Saturday, December 15, 2012

Olive and Caper Tomato Sauce

As much as I love tomato based sauces and pasta (as evidenced by the large number of this kind of recipe on my blog!), I am kind of particular about tomato sauce.  In my experience, usually they have to cook for a long time to be very good.  Over the years I have tried many quick recipes and they nearly always end up kind of blah.  Not bad by any means, but lacking character and any level of deep or complex flavor.  What I usually do is make up a great big batch of bolognese sauce or meatless marinara and freeze it since they take quite a while to make and it's easy to make big batches.
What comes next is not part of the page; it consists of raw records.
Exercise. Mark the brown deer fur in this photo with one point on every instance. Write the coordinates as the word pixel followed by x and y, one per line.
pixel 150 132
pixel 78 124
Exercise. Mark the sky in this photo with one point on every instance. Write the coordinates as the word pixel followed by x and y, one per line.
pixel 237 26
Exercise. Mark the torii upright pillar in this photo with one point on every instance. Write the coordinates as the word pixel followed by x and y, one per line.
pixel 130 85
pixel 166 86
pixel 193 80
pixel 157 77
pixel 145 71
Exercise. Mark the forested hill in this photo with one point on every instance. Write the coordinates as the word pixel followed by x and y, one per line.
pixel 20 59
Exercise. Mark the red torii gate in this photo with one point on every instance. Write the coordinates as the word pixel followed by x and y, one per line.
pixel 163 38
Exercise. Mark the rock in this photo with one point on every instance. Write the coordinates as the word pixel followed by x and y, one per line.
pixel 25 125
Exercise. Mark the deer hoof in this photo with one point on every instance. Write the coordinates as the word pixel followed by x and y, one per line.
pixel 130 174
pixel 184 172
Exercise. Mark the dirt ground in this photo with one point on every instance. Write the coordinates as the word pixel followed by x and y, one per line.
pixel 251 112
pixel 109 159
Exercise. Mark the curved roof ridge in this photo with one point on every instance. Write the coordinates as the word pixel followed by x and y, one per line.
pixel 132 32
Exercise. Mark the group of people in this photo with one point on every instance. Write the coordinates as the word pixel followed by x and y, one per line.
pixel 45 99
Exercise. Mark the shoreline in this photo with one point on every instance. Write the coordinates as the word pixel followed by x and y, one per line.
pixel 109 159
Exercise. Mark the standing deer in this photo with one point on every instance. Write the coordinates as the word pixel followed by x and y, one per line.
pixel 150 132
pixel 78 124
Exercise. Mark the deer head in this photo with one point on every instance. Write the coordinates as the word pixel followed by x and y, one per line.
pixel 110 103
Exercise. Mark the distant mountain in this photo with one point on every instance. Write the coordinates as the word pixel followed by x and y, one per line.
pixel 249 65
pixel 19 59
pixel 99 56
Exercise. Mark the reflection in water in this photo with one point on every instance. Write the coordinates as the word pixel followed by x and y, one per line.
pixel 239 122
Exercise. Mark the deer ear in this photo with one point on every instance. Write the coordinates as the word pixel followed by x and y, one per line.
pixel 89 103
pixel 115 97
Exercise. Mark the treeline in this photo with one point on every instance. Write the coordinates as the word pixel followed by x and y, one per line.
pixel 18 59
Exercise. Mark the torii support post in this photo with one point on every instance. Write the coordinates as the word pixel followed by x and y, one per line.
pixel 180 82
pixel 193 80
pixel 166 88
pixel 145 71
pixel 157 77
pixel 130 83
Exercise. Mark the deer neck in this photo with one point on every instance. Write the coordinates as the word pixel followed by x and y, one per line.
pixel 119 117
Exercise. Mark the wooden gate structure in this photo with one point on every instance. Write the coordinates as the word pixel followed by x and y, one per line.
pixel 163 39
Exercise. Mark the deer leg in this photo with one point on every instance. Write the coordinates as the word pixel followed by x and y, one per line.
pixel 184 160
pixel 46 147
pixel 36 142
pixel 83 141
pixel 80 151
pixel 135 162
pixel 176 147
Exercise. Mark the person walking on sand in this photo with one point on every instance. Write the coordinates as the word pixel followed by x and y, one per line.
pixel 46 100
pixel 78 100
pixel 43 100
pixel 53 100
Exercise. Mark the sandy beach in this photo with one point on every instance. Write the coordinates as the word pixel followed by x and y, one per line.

This recipe, however, is a sauce that only takes about half an hour to make (chopping time included) and is really, really good!  How can it not be when it's full of olives and capers, then simmered until thick?  I got this recipe from Giada de Laurentiis' book Everyday Italian and have made it several times over the past couple of years.  The recipe is called "Spicy Tomato Sauce" in her book and is apparently her version of arrabbiata sauce, but it honestly does not seem spicy to us at all with just a big pinch of red pepper flakes for heat.  It's really good though without being hot and you can add as much pepper flakes as you want.  Even olive haters may be alright with this one.  My husband only likes plain black olives you buy in a can, but he enjoys the salty, briny flavor of kalamata olives and capers in this recipe.  This sauce is astonishingly good, as good as any sauce I've had that was simmered all day.  As another bonus, you can keep the ingredients on hand and whip it up really quickly!

Quick note: This is a great choice for a vegan meal if you use eggless pasta and don't add any parmesan.

Olive and Caper Tomato Sauce

3 T olive oil
1 small onion, chopped finely
2 cloves garlic, minced
1/2 C pitted kalamata olives, chopped coarsely
2 T drained capers
large pinch of red pepper flakes (or more if you like it spicy!)
salt to taste (recipe calls for 1/2 t but canned tomatoes, olives, and capers are already salty)
28 oz can crushed tomatoes

Heat olive oil over medium high and saute onion until it begins to brown, then add everything but the crushed tomatoes.  Saute for a minute or two, then stir in the tomatoes.  Reduce the heat and simmer, stirring occasionally, until thickened, about 20 minutes.  Serve over your favorite pasta, we like linguine.  A sprinkle of parmesan on top does not hurt!